UK

It took Amber Boniface 11 rounds of IVF to conceive her son.

When she and her husband felt ready to start the gruelling process again and try to give him a sibling, the COVID-19 pandemic hit, delaying Amber’s private IVF treatment by eight months.

“For me, waiting eight months, I was already 37 and when you’re 37 eight months is a long time in fertility. And now we’re a year-and-a-half down the line, I’m a year-and-a-half older, more than that now, and we’re still not anywhere,” Amber, from Leatherhead, says.

“It’s that time pressure that you have when you’re in late 30s that really kind of added to the stress and the worry,” she adds.

A survey of nearly 400 patients by the charity Fertility Network UK found that COVID delayed IVF treatment for more than half of the respondents, with patients saying they had to undergo repeat tests because many were out of date by the time they could access treatments.

And even a short delay can diminish the chances of IVF being successful for some women, experts say.

More on Covid-19

“There has been a delay in getting access to diagnoses and treatments in some parts of the country and that has caused a lot of stress particularly for women who are older and have a diminished egg reserve, when time is of the essence,” says Dr Geeta Nargund, medical director at CREATE Fertility.

“That has put stress on them because they are concerned about their egg reserve going down and their chances of having a baby with their own eggs,” she says.

The UK’s Human Fertilisation and Embryology Authority says that while the clinics had to shut for a period of time, the priority has been to ensure that fertility treatment can continue safely for as many patients as possible.

For Lauren and Nick Schofield from Lancashire, NHS treatment was delayed by four months, but when it resumed, Lauren had to attend all appointments alone because of COVID protocols.

“It’s quite overwhelming, I mean one of my appointments was when they collect your eggs, which is a full procedure when they put you under anaesthetic. And for somebody who had never been under anaesthetic I had to go through that myself,” Lauren says.

“All I really wanted was to have Nick there to just hold my hand and say, because he’s been under anaesthetic a few times, to just go – ‘you’ll be fine, you’ll wake up in half an hour and you’ll be fine’,” she adds.

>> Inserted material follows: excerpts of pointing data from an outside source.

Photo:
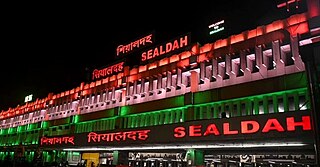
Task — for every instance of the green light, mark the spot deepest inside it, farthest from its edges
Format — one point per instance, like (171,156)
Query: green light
(76,119)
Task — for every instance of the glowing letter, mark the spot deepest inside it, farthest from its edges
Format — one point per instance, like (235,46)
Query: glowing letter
(306,124)
(245,127)
(272,124)
(195,130)
(179,132)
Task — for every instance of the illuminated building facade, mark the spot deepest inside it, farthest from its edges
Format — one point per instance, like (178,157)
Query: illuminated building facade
(243,100)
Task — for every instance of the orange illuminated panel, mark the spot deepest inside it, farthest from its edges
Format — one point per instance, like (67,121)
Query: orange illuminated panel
(220,43)
(195,49)
(112,78)
(120,75)
(98,82)
(206,48)
(277,25)
(295,19)
(132,78)
(152,65)
(134,71)
(130,47)
(85,92)
(237,38)
(105,80)
(163,61)
(202,57)
(111,70)
(300,28)
(75,96)
(185,55)
(174,58)
(166,48)
(86,86)
(254,33)
(183,63)
(92,84)
(142,68)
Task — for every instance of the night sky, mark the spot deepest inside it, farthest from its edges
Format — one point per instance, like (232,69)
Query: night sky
(48,47)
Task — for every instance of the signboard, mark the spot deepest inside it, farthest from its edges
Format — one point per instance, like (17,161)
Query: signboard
(216,27)
(135,45)
(166,48)
(284,126)
(28,98)
(108,71)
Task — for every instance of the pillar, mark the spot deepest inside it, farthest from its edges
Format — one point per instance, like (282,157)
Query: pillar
(120,158)
(195,157)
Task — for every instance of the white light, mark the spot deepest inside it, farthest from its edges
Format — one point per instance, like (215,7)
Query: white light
(185,147)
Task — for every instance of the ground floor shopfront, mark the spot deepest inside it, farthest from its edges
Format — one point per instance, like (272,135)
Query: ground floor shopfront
(278,139)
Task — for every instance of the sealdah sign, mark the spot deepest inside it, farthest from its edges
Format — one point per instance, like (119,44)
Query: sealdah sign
(246,127)
(166,48)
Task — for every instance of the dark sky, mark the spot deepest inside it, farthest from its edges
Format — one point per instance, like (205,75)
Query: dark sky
(47,47)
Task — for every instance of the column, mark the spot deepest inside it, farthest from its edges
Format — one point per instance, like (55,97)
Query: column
(195,157)
(120,158)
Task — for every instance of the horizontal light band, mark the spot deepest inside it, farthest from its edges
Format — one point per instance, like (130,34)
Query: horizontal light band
(185,147)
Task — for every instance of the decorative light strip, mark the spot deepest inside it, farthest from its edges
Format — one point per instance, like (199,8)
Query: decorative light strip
(185,147)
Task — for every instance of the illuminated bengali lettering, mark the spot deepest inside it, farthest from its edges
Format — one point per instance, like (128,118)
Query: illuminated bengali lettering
(118,136)
(165,48)
(56,140)
(130,47)
(246,127)
(108,71)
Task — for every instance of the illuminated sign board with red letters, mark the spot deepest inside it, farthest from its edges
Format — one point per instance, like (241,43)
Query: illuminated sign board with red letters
(108,71)
(294,126)
(135,45)
(166,48)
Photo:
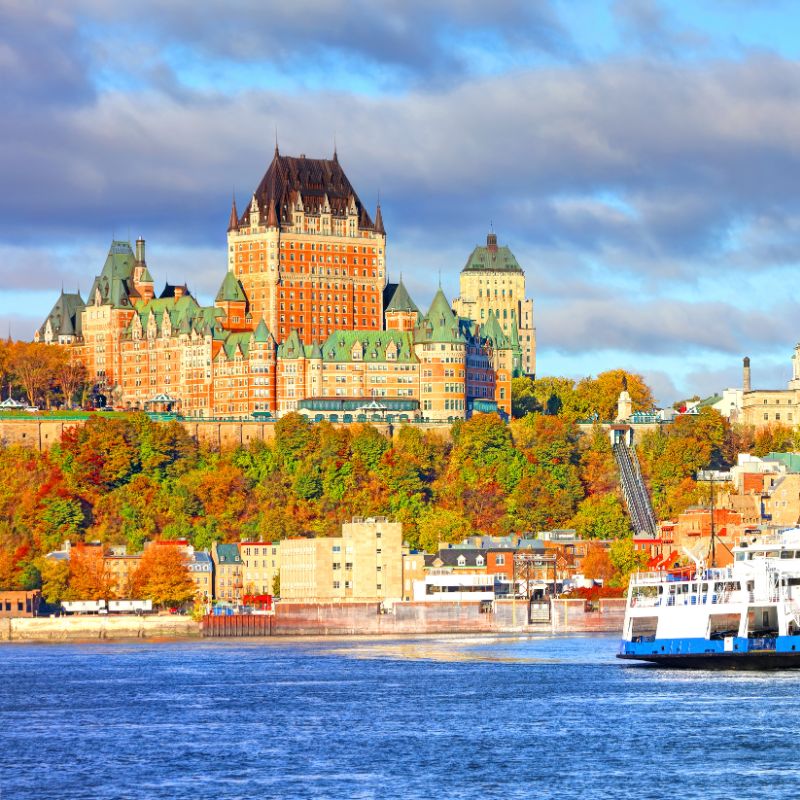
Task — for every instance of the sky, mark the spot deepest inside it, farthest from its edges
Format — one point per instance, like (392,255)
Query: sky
(640,158)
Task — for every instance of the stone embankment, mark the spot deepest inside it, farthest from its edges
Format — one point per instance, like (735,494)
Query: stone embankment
(74,628)
(348,619)
(331,619)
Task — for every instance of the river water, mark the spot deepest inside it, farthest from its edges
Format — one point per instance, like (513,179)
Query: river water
(442,717)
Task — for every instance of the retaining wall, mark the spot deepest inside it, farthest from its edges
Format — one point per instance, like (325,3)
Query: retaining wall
(124,626)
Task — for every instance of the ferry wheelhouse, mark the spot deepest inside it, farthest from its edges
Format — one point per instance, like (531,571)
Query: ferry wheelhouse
(745,615)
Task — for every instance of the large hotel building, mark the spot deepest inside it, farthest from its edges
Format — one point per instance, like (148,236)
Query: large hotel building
(305,319)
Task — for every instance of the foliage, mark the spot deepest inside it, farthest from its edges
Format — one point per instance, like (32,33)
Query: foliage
(163,576)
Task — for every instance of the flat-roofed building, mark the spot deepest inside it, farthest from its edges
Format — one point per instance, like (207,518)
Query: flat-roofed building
(364,564)
(261,564)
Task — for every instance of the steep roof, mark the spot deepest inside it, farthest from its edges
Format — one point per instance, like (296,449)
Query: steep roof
(401,300)
(440,324)
(114,284)
(492,258)
(261,333)
(371,345)
(169,290)
(491,329)
(228,554)
(292,347)
(65,316)
(231,290)
(320,182)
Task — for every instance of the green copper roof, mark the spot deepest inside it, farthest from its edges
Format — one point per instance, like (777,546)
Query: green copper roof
(401,301)
(228,554)
(491,330)
(492,258)
(440,324)
(261,333)
(292,347)
(369,346)
(237,340)
(231,290)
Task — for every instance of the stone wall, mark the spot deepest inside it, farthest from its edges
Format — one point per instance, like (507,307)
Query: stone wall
(76,627)
(43,433)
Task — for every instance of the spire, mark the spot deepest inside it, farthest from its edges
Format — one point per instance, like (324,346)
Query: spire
(272,217)
(231,290)
(233,224)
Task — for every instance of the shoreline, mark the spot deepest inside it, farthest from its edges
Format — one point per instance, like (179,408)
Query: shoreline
(312,621)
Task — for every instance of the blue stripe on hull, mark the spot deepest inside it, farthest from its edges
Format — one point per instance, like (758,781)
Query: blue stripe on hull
(662,649)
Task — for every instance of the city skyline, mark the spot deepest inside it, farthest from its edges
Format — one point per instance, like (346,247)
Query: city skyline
(637,158)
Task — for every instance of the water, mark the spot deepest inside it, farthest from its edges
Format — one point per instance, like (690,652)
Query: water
(426,718)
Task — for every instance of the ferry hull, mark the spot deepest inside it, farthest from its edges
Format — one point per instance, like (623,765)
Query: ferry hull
(760,661)
(780,652)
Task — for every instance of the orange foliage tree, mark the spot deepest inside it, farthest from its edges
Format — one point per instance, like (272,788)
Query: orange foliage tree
(163,575)
(89,576)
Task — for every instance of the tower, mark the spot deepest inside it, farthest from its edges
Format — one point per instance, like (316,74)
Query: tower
(307,254)
(493,280)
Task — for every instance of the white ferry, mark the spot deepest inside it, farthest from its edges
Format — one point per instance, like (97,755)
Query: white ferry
(746,615)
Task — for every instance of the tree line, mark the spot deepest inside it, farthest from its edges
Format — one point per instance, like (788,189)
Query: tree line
(46,376)
(127,480)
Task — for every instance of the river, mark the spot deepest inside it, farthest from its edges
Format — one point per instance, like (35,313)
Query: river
(488,717)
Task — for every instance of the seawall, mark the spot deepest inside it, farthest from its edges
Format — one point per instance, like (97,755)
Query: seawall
(71,628)
(347,619)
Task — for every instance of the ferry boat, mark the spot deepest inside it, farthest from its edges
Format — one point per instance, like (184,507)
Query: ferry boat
(746,615)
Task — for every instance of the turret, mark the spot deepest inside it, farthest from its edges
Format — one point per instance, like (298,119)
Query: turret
(233,223)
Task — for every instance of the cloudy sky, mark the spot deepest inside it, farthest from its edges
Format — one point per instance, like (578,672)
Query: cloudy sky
(641,158)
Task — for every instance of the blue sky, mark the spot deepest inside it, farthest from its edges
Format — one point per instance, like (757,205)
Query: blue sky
(641,158)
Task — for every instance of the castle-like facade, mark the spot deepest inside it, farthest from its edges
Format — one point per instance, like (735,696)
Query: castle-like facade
(305,319)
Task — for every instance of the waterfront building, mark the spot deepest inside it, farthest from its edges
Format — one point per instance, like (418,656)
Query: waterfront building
(261,564)
(19,603)
(228,572)
(493,282)
(307,253)
(363,564)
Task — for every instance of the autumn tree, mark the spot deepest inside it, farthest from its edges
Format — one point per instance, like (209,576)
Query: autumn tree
(89,576)
(55,579)
(69,373)
(597,564)
(600,395)
(32,366)
(163,576)
(626,559)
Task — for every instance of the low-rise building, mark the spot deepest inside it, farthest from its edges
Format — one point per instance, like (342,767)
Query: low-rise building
(362,565)
(228,572)
(261,564)
(19,603)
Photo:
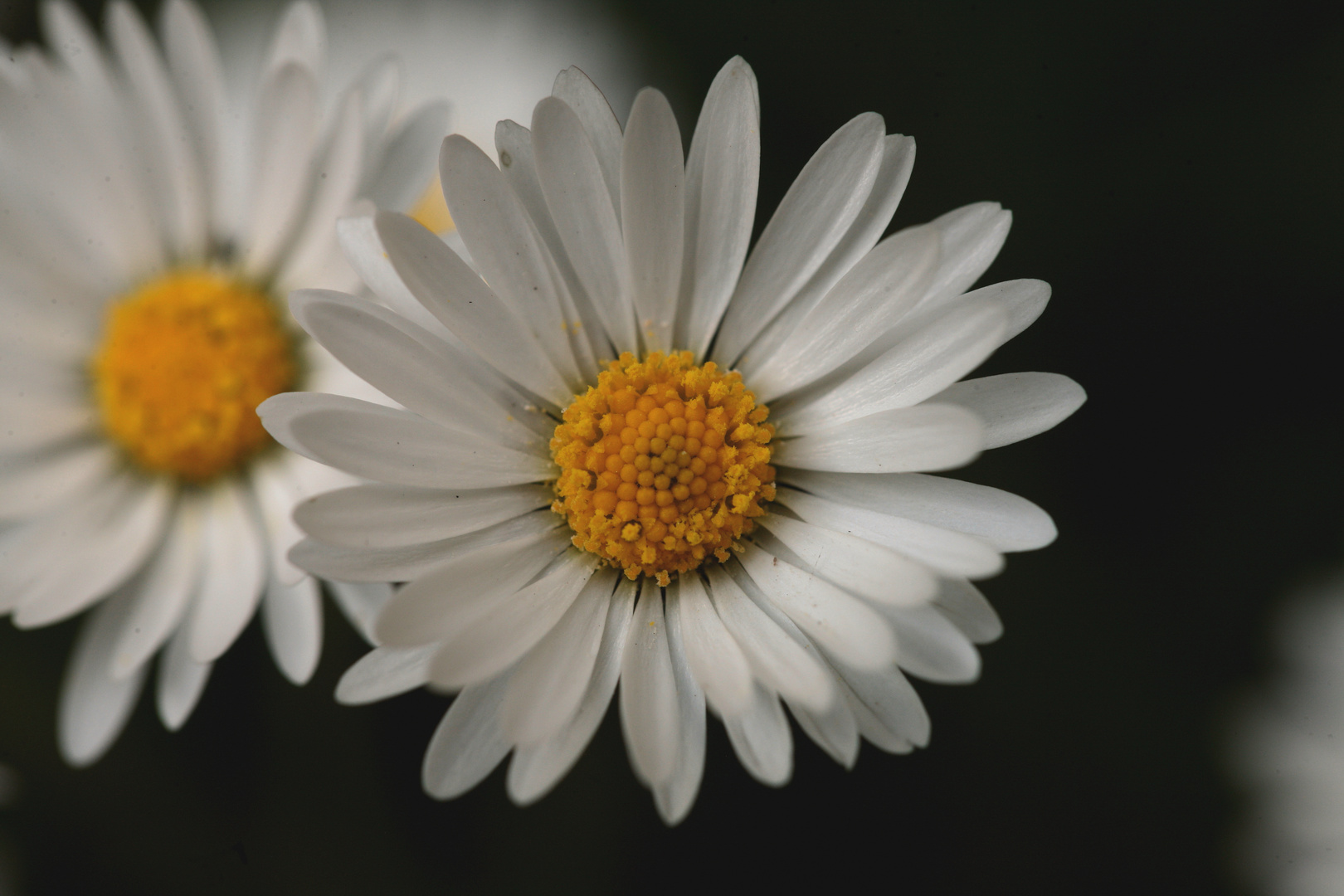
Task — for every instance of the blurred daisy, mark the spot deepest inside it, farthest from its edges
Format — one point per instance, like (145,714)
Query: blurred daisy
(566,523)
(1291,751)
(149,227)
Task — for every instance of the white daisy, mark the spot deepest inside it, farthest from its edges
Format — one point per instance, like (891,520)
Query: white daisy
(147,227)
(791,557)
(1291,751)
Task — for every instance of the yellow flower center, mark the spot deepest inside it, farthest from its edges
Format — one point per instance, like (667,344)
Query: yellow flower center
(663,464)
(183,363)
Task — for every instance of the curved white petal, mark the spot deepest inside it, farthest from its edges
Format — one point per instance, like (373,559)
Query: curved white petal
(947,551)
(550,680)
(650,716)
(466,744)
(652,215)
(830,617)
(714,657)
(390,516)
(811,221)
(1004,520)
(722,173)
(385,672)
(292,618)
(538,767)
(761,739)
(776,659)
(95,705)
(902,440)
(583,215)
(468,308)
(675,796)
(182,680)
(233,577)
(394,446)
(859,566)
(511,626)
(1016,406)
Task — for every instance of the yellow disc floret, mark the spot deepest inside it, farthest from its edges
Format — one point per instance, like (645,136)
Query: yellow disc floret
(183,363)
(663,464)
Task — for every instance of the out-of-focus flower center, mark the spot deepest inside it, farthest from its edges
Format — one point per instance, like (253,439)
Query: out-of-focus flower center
(663,464)
(183,363)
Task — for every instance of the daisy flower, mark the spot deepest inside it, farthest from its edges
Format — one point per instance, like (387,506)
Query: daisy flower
(732,514)
(149,226)
(1291,751)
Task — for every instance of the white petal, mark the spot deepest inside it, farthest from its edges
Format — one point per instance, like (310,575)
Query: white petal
(455,296)
(233,577)
(390,516)
(836,731)
(761,739)
(722,173)
(182,680)
(830,618)
(466,744)
(947,553)
(714,657)
(937,353)
(409,364)
(1016,406)
(385,672)
(194,62)
(972,236)
(1001,519)
(277,489)
(292,618)
(962,603)
(442,602)
(550,680)
(776,659)
(35,484)
(95,707)
(869,299)
(812,218)
(335,180)
(300,39)
(164,590)
(886,707)
(600,124)
(407,160)
(859,566)
(897,160)
(119,542)
(513,626)
(650,716)
(585,218)
(652,214)
(416,561)
(505,249)
(166,134)
(538,767)
(394,446)
(288,117)
(902,440)
(360,602)
(932,646)
(675,798)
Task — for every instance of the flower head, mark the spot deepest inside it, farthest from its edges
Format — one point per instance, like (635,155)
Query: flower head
(149,227)
(629,451)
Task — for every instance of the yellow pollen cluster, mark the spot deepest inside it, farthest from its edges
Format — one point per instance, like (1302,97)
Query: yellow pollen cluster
(663,464)
(183,363)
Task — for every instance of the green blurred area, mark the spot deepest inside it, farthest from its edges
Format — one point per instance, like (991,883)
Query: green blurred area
(1175,173)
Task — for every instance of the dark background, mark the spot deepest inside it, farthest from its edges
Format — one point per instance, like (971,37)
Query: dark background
(1175,173)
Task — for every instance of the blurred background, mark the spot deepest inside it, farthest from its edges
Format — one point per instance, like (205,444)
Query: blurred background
(1175,173)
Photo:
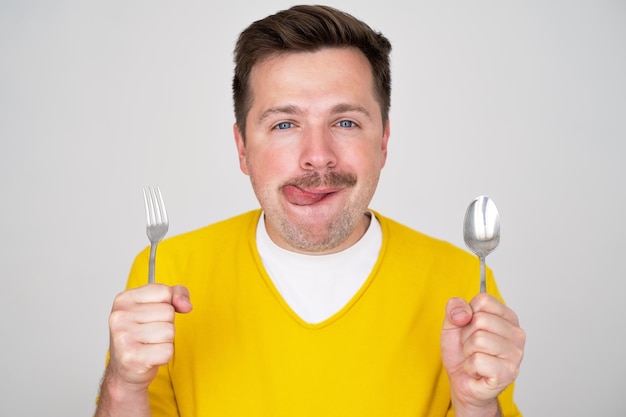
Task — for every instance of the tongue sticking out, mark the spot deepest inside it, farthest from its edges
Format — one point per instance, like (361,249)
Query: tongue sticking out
(300,197)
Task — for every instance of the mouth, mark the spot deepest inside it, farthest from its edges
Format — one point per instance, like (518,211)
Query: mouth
(301,197)
(315,187)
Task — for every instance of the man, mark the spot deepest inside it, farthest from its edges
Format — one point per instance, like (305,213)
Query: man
(313,305)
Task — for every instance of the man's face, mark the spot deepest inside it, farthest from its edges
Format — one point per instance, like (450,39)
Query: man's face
(314,148)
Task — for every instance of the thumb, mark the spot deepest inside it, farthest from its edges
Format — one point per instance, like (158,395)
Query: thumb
(458,314)
(180,299)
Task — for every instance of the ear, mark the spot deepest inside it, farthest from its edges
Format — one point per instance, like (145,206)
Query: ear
(241,149)
(383,145)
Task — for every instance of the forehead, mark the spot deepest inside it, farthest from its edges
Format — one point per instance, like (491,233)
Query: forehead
(325,71)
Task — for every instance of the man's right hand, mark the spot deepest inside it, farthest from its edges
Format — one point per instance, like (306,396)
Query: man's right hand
(141,340)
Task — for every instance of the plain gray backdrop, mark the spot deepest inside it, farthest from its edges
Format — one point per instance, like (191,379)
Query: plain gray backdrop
(524,101)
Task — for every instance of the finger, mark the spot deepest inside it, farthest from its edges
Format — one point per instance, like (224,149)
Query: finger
(458,314)
(180,299)
(155,333)
(125,319)
(493,372)
(489,304)
(150,293)
(484,324)
(483,342)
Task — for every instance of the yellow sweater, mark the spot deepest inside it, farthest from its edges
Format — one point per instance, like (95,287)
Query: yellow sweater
(242,352)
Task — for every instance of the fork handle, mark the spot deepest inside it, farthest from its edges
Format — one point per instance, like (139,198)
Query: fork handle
(151,263)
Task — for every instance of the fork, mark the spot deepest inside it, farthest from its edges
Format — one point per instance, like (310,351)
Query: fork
(156,224)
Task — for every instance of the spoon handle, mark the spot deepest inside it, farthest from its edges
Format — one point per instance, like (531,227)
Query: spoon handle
(483,280)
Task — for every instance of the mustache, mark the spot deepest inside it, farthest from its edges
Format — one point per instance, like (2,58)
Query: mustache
(327,179)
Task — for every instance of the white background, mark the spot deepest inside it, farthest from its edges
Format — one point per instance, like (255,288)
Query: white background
(524,101)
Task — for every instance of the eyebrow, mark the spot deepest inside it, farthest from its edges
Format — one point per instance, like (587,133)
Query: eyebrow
(291,109)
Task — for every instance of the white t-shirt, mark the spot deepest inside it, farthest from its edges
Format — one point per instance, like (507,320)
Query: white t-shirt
(318,286)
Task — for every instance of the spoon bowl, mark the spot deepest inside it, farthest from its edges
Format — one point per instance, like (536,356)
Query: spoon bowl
(481,231)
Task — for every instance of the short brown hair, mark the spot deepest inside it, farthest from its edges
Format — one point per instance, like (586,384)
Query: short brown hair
(308,28)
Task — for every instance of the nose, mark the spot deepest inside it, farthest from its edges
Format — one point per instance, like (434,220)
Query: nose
(318,149)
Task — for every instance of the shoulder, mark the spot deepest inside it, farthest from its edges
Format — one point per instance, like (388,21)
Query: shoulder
(230,229)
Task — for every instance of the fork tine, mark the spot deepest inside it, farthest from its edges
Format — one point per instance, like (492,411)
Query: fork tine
(156,217)
(161,205)
(147,202)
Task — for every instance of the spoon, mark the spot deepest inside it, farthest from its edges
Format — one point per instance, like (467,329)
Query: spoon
(481,231)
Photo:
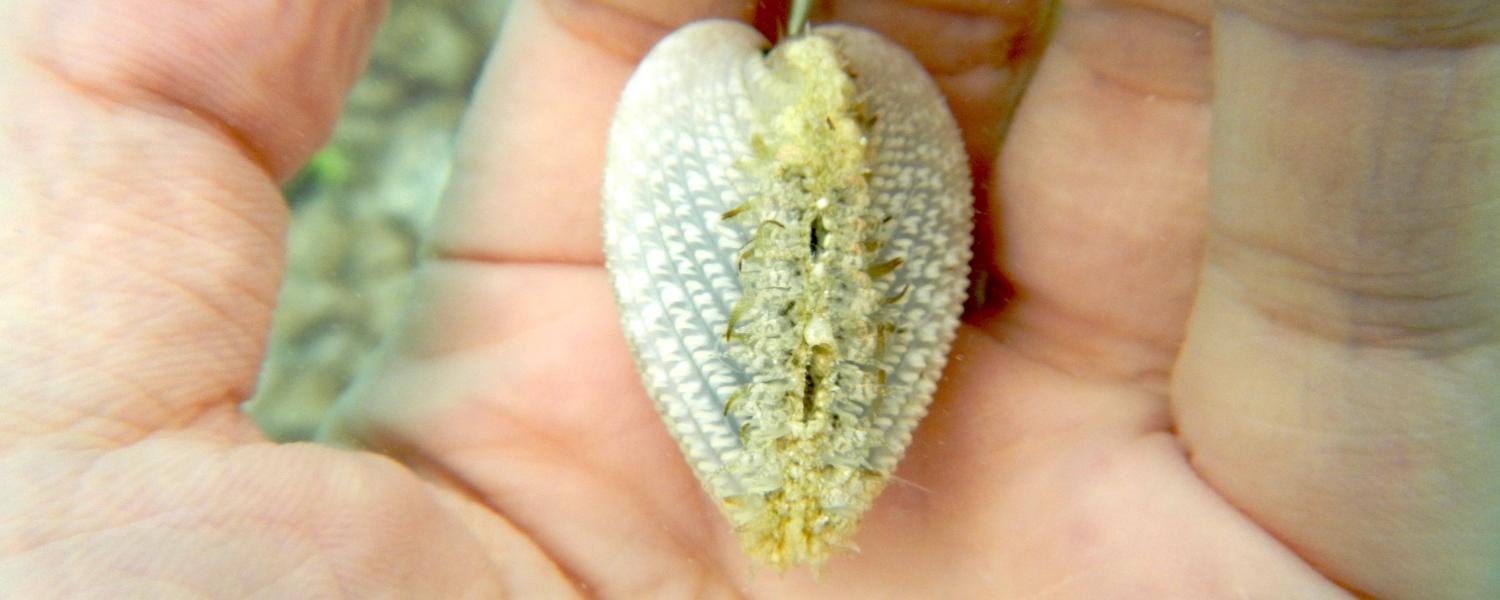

Pandemic measures also meant that the couple weren’t given an in-person demonstration by the nurse on how to prepare injections and administer them, which was the standard procedure before the pandemic, but instead had to rely on instructions from a booklet.

“It was just so hard to try and just read that without having a nurse to go through it and say – all right this is how you do it, that’s not how you do it, you’ve got to do it this time, and with this temperature stuff like that, it’s kind of hard,” says Lauren.

The couple were lucky, and Lauren got pregnant after three attempts.

But for many others, pandemic delays meant diminishing chances of having a much-wanted child.